Le certificat médical initial, établi le 19 janvier 2021, mentionne : “Plaie cuir chevelu sur 6 cm nécessitant désinfection – pose de 5 agrafes + pansement – TC sans PC”.
Par certificat médical final du 2 avril 2021, le médecin-traitant a déclaré l’état de santé de la victime guérie avec possibilité de rechute, renseignant en outre la persistance de céphalées.
Le 10 octobre 2022, le docteur [P] a établi un certificat médical de rechute qui indique : “céphalées chroniques persistantes – vertiges”.
Par notification du 22 novembre 2022, la [6] ([7]) de Côte-d’Or a refusé de prendre en charge cette rechute.
Saisie de la contestation de cette décision, la commission médicale de recours amiable a rendu un avis défavorable lors de sa séance du 21 août 2023.

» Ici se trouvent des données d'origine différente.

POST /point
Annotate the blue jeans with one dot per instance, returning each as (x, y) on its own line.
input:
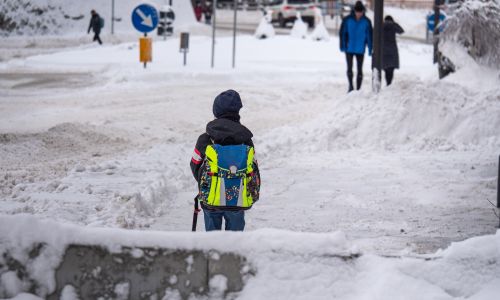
(235, 220)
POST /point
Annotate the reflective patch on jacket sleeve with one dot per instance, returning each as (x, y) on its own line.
(196, 159)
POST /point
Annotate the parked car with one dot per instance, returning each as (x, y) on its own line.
(285, 11)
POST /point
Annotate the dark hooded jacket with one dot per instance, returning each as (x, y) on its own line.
(390, 53)
(225, 130)
(95, 23)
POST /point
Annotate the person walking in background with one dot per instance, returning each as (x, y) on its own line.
(390, 55)
(198, 10)
(224, 166)
(356, 33)
(207, 12)
(96, 24)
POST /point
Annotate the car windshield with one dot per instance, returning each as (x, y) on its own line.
(299, 1)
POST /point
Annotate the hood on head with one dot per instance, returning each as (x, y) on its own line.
(226, 132)
(227, 102)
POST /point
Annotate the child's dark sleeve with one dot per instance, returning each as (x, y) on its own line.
(199, 155)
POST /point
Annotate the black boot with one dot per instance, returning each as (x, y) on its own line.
(351, 87)
(359, 80)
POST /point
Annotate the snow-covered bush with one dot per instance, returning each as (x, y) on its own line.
(475, 25)
(28, 17)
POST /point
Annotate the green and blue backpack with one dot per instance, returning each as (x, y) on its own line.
(228, 177)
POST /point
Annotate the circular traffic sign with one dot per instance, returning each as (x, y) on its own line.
(145, 18)
(430, 21)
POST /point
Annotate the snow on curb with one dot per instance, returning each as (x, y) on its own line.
(304, 265)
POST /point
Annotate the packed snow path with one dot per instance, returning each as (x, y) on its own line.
(409, 169)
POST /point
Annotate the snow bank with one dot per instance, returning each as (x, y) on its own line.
(474, 25)
(303, 265)
(421, 116)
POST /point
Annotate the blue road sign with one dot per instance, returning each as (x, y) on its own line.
(430, 21)
(145, 18)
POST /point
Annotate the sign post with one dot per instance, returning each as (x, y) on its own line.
(112, 16)
(377, 46)
(235, 4)
(145, 19)
(498, 184)
(214, 9)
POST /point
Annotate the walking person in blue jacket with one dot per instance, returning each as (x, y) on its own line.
(355, 34)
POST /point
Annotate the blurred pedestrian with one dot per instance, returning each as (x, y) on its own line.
(355, 34)
(390, 55)
(207, 12)
(198, 10)
(96, 24)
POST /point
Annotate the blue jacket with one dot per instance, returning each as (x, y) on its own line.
(356, 35)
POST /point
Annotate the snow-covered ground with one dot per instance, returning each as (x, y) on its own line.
(91, 138)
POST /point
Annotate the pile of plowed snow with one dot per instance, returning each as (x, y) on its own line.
(417, 115)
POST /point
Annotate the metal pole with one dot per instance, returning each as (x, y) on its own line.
(145, 35)
(112, 16)
(214, 6)
(234, 30)
(436, 29)
(377, 46)
(498, 184)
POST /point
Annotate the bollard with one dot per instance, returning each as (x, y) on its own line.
(184, 47)
(145, 50)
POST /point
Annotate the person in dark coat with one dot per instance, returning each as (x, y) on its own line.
(226, 129)
(95, 25)
(356, 33)
(390, 55)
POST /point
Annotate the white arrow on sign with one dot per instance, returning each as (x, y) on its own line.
(146, 20)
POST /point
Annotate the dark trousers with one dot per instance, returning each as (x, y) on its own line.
(359, 76)
(97, 38)
(235, 220)
(389, 75)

Par courrier recommandé du 21 novembre 2023, Monsieur [B] [D] a saisi le pôle social du tribunal judiciaire de Dijon d’un recours aux fins de prise en charge de la rechute du 10 octobre 2022.
L’affaire a été retenue à l’audience du 17 septembre 2024.
A cette occasion, Monsieur [C] [D], représenté par son conseil, a demandé au tribunal d’ordonner avant dire-droit une expertise médicale, et de condamner la [Adresse 8] au paiement de la somme de 2.500 € sur le fondement des dispositions de l’article 700 du code de procédure civile et des dépens.
Au soutien de ses prétentions, le requérant expose avoir été victime d’un accident du travail, le 19 janvier 2021, consistant en un choc au niveau du crâne, ayant nécessité d’être recousu. Il précise que cet accident est à l’origine de maux de tête persistants et a conduit, quelques jours après les faits, à une arythmie cardiaque justifiant son hospitalisation et son placement sous anti-coagulant. Il ajoute que le caractère récividant de ses céphalées a poussé son cardiologue à modifier son traitement, sans succès.
Le requérant explique avoir repris le travail le 2 avril 2021 alors qu’il souffrait toujours de céphalées, maux auxquels se sont ajoutés des vertiges courant juillet. Il indique que dans ces conditions son médecin-traitant a établi un certificat médical de rechute et a prescrit de nouveaux examens d’imagerie, lesquels ont permis de diagnostiquer une hydrocéphalie chronique de type NOVA.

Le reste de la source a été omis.